You'll be notified promptly by email as soon as your inquiry is addressed. Simply reply to this email to add a comment or edit your ticket online.

Best Regards,
Samsung Memory Services

Just FYI: Already the firmware image download command implemented to use the FWUG value as below. By the way now I am thinking to add the warning message if the firmware image size not aligned with the FWUG value.

Hm, the earlier test with default parameters showed "data_len : 00001000".

But then I see that the default "xfer" is already 4096, so the user needs to set it to 0 to get the fwug behavior. I don't think that's correct, we should default to 0 so that we always check identify with default/unset parmeters.

What's not clear to me:
if we say the FWUG is 4K (0x1000), why it still doesn't work even for aligned fw image?

$ sudo nvme id-ctrl /dev/nvme0 | grep fwug
fwug      : 4

$ sudo nvme fw-download --xfer=0x1000 -f padded-firmware /dev/nvme0 
[sudo] password for bam: 
fw-download: error on offset 0x00000000/0x00194000
NVMe status: Invalid Field in Command: A reserved coded value or an unsupported value in a defined field(0x2)
retrying offset 0 (1/3)
fw-download: error on offset 0x00000000/0x00194000
NVMe status: Invalid Field in Command: A reserved coded value or an unsupported value in a defined field(0x2)
retrying offset 0 (2/3)
fw-download: error on offset 0x00000000/0x00194000
NVMe status: Invalid Field in Command: A reserved coded value or an unsupported value in a defined field(0x2)

the default "xfer" is already 4096, so the user needs to set it to 0 to get the fwug behavior.

That worked:

$ sudo nvme fw-download --xfer=0 -f padded-firmware /dev/nvme0 
Firmware download success

extract initrd from vendor .ISO image and cd into it:

$ cd Downloads/initrd/root/fumagician/
$ ./fumagician

It might have been enlightening to turn on admin command tracing when you ran this vendor specific tool. Now I'm curious what it's doing, but I suppose you'd have to somehow down-rev your firmware in order to run the tool again.

What's not clear to me: if we say the FWUG is 4K (0x1000), why it still doesn't work even for aligned fw image?

$ sudo nvme id-ctrl /dev/nvme0 | grep fwug
fwug      : 4

On your device, fwug is 16k. It's reported as "4", and the units are in "pages", which are 4k, so 4*4k = 16k

Once you pad the firmware image to the alignment, the device accepts the transfer, but it fails the activation because the extra padding fails the checksum when we really just wanted the padding ignored.
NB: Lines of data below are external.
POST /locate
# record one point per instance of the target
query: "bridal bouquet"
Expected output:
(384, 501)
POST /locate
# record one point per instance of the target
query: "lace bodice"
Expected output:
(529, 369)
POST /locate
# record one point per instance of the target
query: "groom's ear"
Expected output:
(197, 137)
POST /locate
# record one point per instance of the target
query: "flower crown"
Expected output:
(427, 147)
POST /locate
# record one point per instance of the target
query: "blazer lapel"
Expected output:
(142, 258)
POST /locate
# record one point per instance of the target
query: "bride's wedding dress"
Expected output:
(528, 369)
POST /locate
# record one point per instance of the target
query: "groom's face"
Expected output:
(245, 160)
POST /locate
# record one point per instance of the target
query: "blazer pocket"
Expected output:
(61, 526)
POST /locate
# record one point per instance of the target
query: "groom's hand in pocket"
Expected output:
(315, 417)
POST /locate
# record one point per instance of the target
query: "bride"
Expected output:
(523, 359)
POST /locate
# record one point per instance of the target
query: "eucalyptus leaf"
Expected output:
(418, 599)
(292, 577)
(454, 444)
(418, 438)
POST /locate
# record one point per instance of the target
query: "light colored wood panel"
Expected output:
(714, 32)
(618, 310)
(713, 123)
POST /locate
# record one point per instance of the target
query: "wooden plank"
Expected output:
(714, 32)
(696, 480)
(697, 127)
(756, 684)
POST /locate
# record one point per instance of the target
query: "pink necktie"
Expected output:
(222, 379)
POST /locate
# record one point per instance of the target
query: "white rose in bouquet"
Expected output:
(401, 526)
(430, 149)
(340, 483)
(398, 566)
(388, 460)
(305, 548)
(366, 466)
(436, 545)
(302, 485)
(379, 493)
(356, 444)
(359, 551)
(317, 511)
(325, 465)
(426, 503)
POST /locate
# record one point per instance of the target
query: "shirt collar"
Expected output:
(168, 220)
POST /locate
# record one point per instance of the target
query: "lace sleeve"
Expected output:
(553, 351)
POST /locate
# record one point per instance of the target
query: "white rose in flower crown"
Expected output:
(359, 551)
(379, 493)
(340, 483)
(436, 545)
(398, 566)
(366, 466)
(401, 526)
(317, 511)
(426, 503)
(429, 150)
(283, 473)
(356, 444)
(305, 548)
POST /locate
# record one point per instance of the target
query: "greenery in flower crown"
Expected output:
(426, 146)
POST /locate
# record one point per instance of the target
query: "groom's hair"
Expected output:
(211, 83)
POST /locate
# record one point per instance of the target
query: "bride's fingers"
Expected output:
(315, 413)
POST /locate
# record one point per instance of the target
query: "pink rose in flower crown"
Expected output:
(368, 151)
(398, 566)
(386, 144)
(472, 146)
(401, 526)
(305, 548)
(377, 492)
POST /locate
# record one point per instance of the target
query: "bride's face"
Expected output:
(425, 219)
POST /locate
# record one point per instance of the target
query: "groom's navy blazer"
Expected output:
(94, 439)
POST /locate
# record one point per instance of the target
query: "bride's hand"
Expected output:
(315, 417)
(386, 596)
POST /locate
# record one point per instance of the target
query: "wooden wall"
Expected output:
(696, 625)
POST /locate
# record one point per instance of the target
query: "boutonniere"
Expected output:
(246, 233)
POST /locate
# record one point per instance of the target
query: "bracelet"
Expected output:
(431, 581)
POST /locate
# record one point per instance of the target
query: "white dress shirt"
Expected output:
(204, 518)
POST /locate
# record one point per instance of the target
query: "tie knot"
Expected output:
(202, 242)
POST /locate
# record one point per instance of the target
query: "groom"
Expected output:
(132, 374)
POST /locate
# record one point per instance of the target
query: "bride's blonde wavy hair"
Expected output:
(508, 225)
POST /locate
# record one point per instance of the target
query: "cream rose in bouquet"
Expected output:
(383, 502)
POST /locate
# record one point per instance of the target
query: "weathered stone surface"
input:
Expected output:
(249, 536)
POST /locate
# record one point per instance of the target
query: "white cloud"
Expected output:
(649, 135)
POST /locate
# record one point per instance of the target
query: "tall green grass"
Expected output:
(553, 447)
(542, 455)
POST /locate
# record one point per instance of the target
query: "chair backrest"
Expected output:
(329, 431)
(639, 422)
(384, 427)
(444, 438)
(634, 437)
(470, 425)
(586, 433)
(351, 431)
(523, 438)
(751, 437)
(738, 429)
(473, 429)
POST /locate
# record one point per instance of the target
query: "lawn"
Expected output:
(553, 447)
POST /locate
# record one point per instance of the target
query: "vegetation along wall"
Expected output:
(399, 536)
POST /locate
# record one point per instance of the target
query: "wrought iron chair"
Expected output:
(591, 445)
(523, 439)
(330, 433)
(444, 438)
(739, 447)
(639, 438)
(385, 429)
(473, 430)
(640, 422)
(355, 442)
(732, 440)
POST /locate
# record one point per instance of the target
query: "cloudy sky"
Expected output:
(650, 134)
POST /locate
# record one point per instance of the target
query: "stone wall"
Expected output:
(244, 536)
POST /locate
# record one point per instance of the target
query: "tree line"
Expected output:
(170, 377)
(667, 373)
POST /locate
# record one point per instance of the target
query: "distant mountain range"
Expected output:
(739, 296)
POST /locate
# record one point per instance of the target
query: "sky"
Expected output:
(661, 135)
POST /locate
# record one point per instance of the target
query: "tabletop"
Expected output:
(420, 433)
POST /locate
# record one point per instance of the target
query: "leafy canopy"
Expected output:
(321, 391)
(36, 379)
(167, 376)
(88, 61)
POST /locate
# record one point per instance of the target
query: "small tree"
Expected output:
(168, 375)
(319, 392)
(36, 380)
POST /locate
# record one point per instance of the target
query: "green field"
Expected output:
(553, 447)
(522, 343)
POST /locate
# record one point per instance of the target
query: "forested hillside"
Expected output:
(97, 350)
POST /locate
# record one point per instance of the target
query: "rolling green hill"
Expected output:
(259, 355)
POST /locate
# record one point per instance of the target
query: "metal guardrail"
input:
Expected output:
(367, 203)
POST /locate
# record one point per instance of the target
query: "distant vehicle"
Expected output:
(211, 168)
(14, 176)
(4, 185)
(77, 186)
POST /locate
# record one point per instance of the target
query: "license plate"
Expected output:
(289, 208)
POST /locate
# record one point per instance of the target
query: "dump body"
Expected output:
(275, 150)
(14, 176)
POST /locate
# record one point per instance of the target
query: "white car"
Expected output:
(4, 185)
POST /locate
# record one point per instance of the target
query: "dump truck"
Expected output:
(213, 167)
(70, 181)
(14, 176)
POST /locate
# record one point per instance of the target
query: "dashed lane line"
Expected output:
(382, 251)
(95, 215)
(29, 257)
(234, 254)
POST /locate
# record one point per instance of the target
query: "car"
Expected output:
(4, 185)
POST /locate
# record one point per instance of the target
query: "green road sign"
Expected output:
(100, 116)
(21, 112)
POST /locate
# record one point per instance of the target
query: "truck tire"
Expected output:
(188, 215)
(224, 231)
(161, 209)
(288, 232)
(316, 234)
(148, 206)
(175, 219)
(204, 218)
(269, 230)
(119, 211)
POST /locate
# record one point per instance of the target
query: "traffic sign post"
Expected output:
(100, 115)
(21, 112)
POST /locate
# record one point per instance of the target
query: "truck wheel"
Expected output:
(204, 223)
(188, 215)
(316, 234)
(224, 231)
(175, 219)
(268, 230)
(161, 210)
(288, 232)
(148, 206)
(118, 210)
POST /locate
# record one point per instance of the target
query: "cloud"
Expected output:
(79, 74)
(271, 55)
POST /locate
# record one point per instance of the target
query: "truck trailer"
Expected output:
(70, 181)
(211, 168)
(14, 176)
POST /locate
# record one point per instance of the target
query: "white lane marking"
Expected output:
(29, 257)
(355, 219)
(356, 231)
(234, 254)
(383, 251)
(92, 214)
but I suppose you'd have to somehow down-rev your firmware in order to run the tool again.

Unfortunately, I don't see the older fw versions available:
https://semiconductor.samsung.com/consumer-storage/support/tools/

The default "xfer" 4096 fixed by the PR #2308.
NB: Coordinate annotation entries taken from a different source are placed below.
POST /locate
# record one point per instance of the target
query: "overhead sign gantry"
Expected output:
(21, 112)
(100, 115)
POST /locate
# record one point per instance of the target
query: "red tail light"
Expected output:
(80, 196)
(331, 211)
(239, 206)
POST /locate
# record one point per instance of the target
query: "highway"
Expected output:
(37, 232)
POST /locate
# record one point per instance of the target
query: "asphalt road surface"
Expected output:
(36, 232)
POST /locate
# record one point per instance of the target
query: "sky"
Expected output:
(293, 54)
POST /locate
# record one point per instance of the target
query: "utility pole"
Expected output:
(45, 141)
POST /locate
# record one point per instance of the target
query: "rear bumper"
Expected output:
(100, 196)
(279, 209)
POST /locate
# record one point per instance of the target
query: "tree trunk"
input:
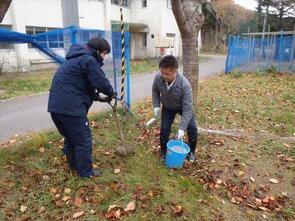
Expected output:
(4, 5)
(189, 17)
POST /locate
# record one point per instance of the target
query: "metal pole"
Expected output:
(280, 50)
(122, 56)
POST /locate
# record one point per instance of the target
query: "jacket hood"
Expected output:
(78, 50)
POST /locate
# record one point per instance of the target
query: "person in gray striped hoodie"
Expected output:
(174, 92)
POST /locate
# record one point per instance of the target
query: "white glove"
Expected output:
(180, 134)
(157, 111)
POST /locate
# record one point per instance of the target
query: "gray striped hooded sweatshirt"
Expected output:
(178, 97)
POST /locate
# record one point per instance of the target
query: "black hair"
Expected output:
(168, 61)
(99, 44)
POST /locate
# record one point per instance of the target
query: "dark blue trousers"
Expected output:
(168, 117)
(77, 142)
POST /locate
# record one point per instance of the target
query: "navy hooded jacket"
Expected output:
(73, 86)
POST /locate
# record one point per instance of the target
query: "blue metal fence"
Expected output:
(252, 53)
(56, 43)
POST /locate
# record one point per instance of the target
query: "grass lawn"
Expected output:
(15, 84)
(234, 178)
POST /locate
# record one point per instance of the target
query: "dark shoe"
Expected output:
(96, 173)
(163, 155)
(191, 157)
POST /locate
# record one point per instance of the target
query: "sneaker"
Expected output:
(96, 173)
(191, 157)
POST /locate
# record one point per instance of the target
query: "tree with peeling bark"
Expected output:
(189, 17)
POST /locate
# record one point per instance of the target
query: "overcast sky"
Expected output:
(250, 4)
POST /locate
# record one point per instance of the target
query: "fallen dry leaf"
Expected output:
(130, 206)
(67, 190)
(78, 214)
(284, 194)
(78, 202)
(286, 145)
(116, 171)
(272, 180)
(111, 207)
(177, 210)
(41, 209)
(241, 173)
(23, 208)
(66, 198)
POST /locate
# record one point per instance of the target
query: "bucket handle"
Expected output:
(181, 145)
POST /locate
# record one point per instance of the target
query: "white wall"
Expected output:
(160, 20)
(91, 14)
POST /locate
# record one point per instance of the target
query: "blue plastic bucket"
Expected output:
(176, 153)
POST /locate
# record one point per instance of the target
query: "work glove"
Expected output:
(157, 111)
(102, 98)
(180, 134)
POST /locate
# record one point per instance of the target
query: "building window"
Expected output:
(125, 3)
(144, 39)
(50, 40)
(170, 35)
(4, 45)
(169, 4)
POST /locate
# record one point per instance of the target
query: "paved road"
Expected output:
(25, 115)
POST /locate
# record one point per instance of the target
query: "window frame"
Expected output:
(144, 39)
(125, 3)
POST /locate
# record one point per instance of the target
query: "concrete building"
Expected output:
(152, 25)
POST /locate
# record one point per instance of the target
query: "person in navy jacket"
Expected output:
(76, 84)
It might have been enlightening to turn on admin command tracing when you ran this vendor specific tool. Now I'm curious what it's doing, but I suppose you'd have to somehow down-rev your firmware in order to run the tool again.
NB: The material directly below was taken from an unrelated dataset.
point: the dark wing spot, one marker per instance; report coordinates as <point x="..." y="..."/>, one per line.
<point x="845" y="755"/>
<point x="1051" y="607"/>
I also have 980 Pro SSD, probably unupdated and waiting it's turn.
What debug technique you have in mind? strace or something?

Not sure if the pro model drive firmware update behavior same or not but can be confirmed below on the drive I think.

  1. Confirm the current firmware version and its firmware slot by the nvme fw-log command output.
  2. Confirm the fwug value also by the nvme id-ctrl command output.
  3. If the firmware version 5B2QGXA7 on the support site is a newer version use the nvme-cli and try to download and commit it to other firmware slot not used but not the current firmware version slot used.
  4. If the firmware can be updated confirm the fwug value again on the newer version.
  5. If the newer version fwug value changed from the older version firmware retry the firmware update to the newer version firmware.

Without a trace what the vendor specific tool is doing, it's hard to tell what is does to fix the padding problem. The xfer size problem is fixed.

Anyway, this report went stale. Let's close it.